W-Tools

Documentation Status Documentation Built by gendocs GitHub

This Python package provides a set of convenient tools we use in the W-Team / Data to Decisions research group at the Colorado School of Mines.

Getting Started

wtools is installable using pip. We haven’t yet deployed wtools on PyPI as it is in its very early stages.

To get started using wtools, clone this project:

$ git clone https://github.com/csmwteam/wtools.git

Then go into that cloned development directory and perform a local installation via pip in your active virtual environment:

$ cd wtools
$ pip install -e .

Then be sure to add the wtools repository directory to your PYTHONPATH.

Contributing

Do you want to add features? Then go ahead and make commits to the project and push them to GitHub and create a Pull Request!

In your virtual environment, make sure you have all of the proper dependancies installed:

$ pip install -r requirements.txt

About W-Tools

  • Author: Bane Sullivan
  • License: BSD-3-Clause
  • Copyright: 2018, Colorado School of Mines W-Team
  • Version: 0.0.3

wtools: a Python package for W-Team research needs

File I/O

This module holds several methods for standard file I/O for the data formats that we work with regularly. Much of this regarding Grid objects in inherrited directly into the Grid class.

readGSLib

wtools.fileio.readGSLib(filename)[source]

This will read a standard GSLib or GeoEAS data file to a pandas DataFrame.

Parameters:filename (str) – the string file name of the data to load. This can be a relative or abslute file path.
Returns:A table containing the all data arrays. Note that an attribute called header is added to the data frame contianing the string header line of the file.
Return type:pandas.DataFrame

saveGSLib

wtools.fileio.saveGSLib(filename, dataframe, header=None)[source]

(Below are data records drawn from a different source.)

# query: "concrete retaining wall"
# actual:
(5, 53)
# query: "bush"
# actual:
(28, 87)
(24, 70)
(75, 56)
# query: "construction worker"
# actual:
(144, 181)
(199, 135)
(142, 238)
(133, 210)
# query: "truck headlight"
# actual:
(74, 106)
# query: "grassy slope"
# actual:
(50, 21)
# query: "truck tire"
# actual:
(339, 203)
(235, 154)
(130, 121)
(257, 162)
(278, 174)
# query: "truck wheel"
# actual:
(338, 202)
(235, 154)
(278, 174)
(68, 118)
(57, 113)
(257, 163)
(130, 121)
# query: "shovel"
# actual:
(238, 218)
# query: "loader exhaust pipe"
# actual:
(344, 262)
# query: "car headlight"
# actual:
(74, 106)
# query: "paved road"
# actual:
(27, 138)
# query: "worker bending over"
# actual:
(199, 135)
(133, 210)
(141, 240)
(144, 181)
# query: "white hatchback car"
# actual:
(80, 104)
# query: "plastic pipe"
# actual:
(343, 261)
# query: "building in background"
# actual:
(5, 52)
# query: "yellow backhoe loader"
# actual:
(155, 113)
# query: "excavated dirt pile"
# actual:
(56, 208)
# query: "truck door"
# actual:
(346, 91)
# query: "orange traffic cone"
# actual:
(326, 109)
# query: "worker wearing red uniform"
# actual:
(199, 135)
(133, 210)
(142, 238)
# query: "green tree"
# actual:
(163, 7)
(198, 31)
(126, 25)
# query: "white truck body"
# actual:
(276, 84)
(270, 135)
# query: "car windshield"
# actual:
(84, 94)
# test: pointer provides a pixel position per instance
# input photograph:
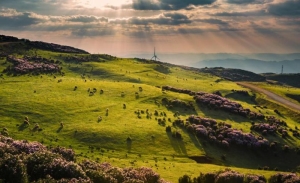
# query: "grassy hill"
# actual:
(111, 109)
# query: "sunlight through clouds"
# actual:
(122, 27)
(101, 3)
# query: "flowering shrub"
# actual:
(223, 134)
(23, 161)
(216, 101)
(23, 66)
(68, 154)
(226, 176)
(284, 178)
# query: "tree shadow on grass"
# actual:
(129, 145)
(182, 111)
(177, 144)
(239, 97)
(59, 129)
(23, 126)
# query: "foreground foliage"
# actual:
(24, 161)
(229, 176)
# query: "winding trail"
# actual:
(272, 96)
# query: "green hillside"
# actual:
(114, 109)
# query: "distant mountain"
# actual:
(253, 65)
(42, 45)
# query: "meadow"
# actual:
(108, 109)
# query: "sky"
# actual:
(129, 27)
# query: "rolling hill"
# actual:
(134, 112)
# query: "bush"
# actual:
(12, 168)
(185, 179)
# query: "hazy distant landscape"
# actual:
(68, 115)
(258, 63)
(149, 91)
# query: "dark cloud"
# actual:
(241, 14)
(287, 8)
(93, 32)
(164, 19)
(39, 6)
(168, 4)
(212, 21)
(87, 19)
(248, 1)
(17, 20)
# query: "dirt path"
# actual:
(272, 96)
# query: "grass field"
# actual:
(49, 103)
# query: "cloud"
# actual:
(163, 19)
(11, 19)
(248, 1)
(241, 13)
(86, 19)
(38, 6)
(212, 21)
(168, 4)
(287, 8)
(93, 32)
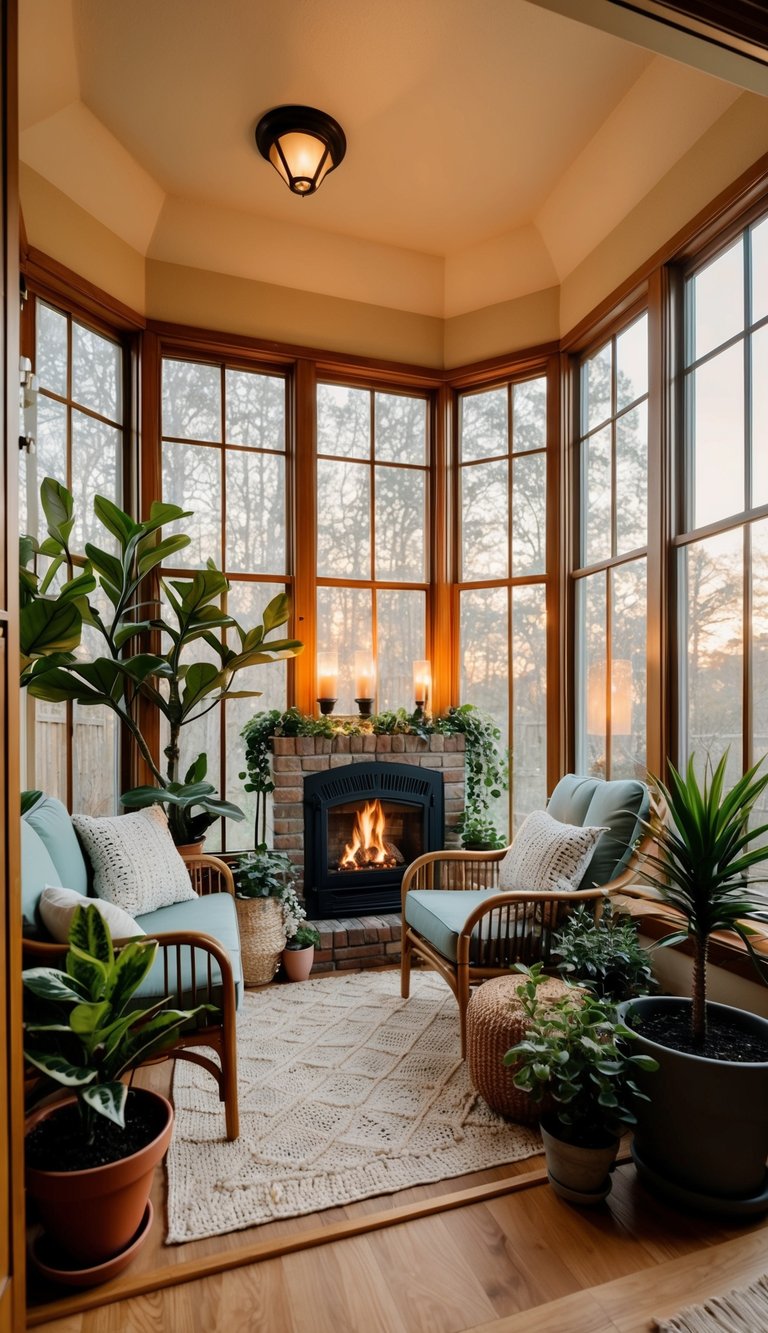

This will save a pandas dataframe to a GSLib file

Mesh Tools

This provides a class for discretizing data in a convienant way that makes sense for our spatially referenced data/models.

Grid

class wtools.mesh.Grid(**kwargs)[source]

Bases: properties.base.base.HasProperties, wtools.fileio.GridFileIO

A data structure to store a model space discretization and different

attributes of that model space.

Example:
>>> import wtools
>>> import numpy as np
>>> models = {
    'rand': np.random.random(1000).reshape((10,10,10)),
    'spatial': np.arange(1000).reshape((10,10,10)),
    }
>>> grid = wtools.Grid(models=models)
>>> grid.validate() # Make sure the data object was created successfully
True
Note:
See Jupyter notebooks under the examples directory

Required Properties:

  • origin (Vector3): The lower southwest corner of the data volume., a 3D Vector of <type ‘float’> with shape (3), Default: [0.0, 0.0, 0.0]
  • xtensor (Array): Tensor cell widths, x-direction, a list or numpy array of <type ‘float’>, <type ‘int’> with shape (*)
  • ytensor (Array): Tensor cell widths, y-direction, a list or numpy array of <type ‘float’>, <type ‘int’> with shape (*)
  • ztensor (Array): Tensor cell widths, z-direction, a list or numpy array of <type ‘float’>, <type ‘int’> with shape (*)

Optional Properties:

  • models (Dictionary): The volumetric data as a 3D NumPy arrays in <X,Y,Z> or <i,j,k> coordinates. Each key value pair represents a different model for the gridded model space. Keys will be treated as the string name of the model., a dictionary (keys: a unicode string; values: a list or numpy array of <type ‘float’>, <type ‘int’> with shape (*, *, *))
bounds

The bounds of the grid

classmethod deserialize(value, trusted=False, strict=False, assert_valid=False, **kwargs)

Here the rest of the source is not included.